INDUSTRY analysts have begun using the term “RAMmageddon” to describe what they previously forecasted as a looming imbalance in the global memory market. Semiconductor manufacturers reject the label and describe the shift as a strategic reallocation of production toward high-bandwidth memory (HBM), the component that allows artificial intelligence (AI) systems to operate at scale.
Memory is a major cost component in servers, personal computers and smartphones sold in the domestic market, and tighter global allocation toward AI infrastructure is beginning to influence procurement timelines, hardware pricing and system design choices for local firms.
At the center of the transition is a structural change in how memory is built and used.
For decades the industry was driven by dynamic random-access memory (DRAM), the standard main memory used in personal computers, smartphones and enterprise servers. That model is now being disrupted by the surge in demand for artificial intelligence training and inference systems, which require memory capable of moving enormous volumes of data with minimal delay.
HBM meets this requirement by stacking multiple memory chips vertically and placing them beside the processor inside a single advanced package. This configuration greatly increases data throughput and allows large language models (LLMs) and other AI workloads to keep thousands of compute cores supplied with information. The growing dependence on this architecture is now being acknowledged by the companies building the largest AI systems.
Demis Hassabis, chief executive of Google DeepMind, calls the situation a “choke point, that is slowing the deployment of large-scale models.”
The design, however, comes with a manufacturing cost.
Each HBM stack consumes far more silicon area than conventional double data rate memory (DDR), the familiar system memory used in PCs and servers. It also requires complex bonding, microscopic vertical electrical connections known as through-silicon vias (TSVs), and large silicon interposers that link the memory to the processor. As more layers are added, the probability that a defect will affect the final product increases and overall yield declines.
Deutsche Bank analyst Melissa Weathers said the shift to HBM, which uses significantly more silicon per unit of memory, “is creating a supply shock that the market is still underestimating.”
Shifting fabrication lines toward HBM therefore does not simply replace one type of memory with another. It reduces the total output of traditional DRAM by a disproportionate amount. HBM capacity is also being locked in years in advance, with major suppliers reporting that their 2026 production is already fully committed under long-term agreements to hyperscale data-center operators.
The bottleneck is no longer limited to wafer fabrication. Advanced packaging, the stage where memory and processors are assembled into a single high-performance unit, has become an equally critical constraint. These facilities must align and bond massive chips with extreme precision while managing heat and power density, and their expansion has not matched the pace of AI deployment.

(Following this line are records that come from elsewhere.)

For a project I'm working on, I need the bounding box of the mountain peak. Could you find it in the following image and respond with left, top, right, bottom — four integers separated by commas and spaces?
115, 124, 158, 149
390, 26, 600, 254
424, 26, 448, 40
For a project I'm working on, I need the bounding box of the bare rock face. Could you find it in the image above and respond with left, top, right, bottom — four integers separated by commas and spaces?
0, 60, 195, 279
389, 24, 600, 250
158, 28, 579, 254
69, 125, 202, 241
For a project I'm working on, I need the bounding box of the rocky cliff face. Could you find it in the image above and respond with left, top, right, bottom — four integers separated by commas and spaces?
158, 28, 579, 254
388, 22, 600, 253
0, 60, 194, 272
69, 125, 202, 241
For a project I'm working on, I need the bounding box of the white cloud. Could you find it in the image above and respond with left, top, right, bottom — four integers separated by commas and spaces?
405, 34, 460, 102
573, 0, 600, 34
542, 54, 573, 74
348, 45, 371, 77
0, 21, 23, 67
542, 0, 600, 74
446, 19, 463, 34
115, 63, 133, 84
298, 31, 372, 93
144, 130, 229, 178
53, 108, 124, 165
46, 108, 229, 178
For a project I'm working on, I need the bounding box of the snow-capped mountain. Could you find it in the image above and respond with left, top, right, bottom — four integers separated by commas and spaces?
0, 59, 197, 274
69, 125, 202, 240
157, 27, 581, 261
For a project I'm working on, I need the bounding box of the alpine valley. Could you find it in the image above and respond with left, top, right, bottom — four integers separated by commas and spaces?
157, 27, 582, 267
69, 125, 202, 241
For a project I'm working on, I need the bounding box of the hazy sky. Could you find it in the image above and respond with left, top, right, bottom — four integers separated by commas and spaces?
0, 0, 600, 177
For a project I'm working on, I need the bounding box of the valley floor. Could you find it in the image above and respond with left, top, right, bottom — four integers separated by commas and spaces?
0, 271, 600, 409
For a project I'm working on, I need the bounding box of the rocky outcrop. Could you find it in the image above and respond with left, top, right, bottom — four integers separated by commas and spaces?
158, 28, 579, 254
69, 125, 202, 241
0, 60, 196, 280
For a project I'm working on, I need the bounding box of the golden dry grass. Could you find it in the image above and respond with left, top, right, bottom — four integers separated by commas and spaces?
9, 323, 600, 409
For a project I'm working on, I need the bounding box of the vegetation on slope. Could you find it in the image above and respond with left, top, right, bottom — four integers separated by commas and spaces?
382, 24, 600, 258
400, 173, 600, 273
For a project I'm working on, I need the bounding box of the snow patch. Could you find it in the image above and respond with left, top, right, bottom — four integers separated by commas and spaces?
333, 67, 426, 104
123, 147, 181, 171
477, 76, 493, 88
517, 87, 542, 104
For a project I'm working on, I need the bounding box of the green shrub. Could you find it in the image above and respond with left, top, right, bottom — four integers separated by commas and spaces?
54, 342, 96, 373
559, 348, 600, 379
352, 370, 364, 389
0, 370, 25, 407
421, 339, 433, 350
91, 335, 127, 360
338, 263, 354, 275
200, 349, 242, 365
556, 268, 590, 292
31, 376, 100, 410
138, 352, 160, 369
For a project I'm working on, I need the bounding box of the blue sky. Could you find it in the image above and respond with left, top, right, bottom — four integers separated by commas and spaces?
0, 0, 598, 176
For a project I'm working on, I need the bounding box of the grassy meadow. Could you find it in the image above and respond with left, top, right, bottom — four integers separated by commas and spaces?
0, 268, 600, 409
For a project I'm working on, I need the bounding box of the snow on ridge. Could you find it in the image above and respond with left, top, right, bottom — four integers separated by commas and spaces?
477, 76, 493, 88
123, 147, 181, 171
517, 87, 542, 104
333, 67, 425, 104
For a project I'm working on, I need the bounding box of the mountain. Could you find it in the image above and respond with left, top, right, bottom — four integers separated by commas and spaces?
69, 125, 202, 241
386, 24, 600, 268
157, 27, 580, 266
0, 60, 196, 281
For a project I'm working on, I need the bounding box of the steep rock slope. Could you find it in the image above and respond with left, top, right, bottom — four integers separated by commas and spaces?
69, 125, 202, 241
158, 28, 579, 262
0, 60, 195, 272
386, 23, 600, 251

Micron chief executive Sanjay Mehrotra has warned that supply will remain tight beyond 2026 as production continues to be redirected toward AI data centers. This is because the link between memory production and packaging marks a break from the familiar boom-and-bust cycles of commodity DRAM. Even when chipmaking capacity exists, final system output can be limited by the ability to assemble the components.
The effect is already visible in the rollout of AI infrastructure. Hyperscale cloud providers that secured long-term supply agreements continue to build large training clusters, while smaller operators face longer procurement timelines. Engineers are also being forced to design systems that balance bandwidth, power consumption and cost more carefully because memory availability has become a defining constraint on performance.
The impact extends beyond data centers.
Personal computer and smartphone manufacturers depend on the same fabrication ecosystem. As more wafer capacity is devoted to HBM, the supply of mainstream memory tightens and pushes up component costs. Some PC makers have reported higher bill-of-materials (BOM) expenses, while smartphone brands are moderating memory configurations in midrange models to keep retail prices stable. For import-dependent markets such as the Philippines, these adjustments typically appear as slower price declines, fewer high-memory variants in lower price segments and longer replacement cycles for enterprise hardware.
The situation differs sharply from the graphics card shortages of 2020 to 2022, which were driven largely by logistics disruptions and cryptocurrency demand. The current constraint is rooted in chip architecture itself. Modern AI accelerators, many of which are built around graphics processing units (GPUs), cannot be produced without HBM integrated directly into the package. If the memory is unavailable, the processor cannot be shipped, regardless of how many compute chips have been fabricated.
Consumer graphics cards are less exposed because they continue to use graphics double data rate memory (GDDR), which is mounted as separate chips on the circuit board and uses more conventional packaging that is easier to scale.
Relief is not expected immediately. New fabrication plants in the United States and Asia will begin adding capacity in 2027 and 2028, but those gains will matter only if advanced packaging expands at the same pace.
Until then the growth of artificial intelligence will be governed not only by software and compute power but by the physical limits of how memory is manufactured, stacked and assembled. In that sense the current squeeze is less a crisis than a reminder that the future of AI is being shaped as much by materials science and production yield as by algorithms.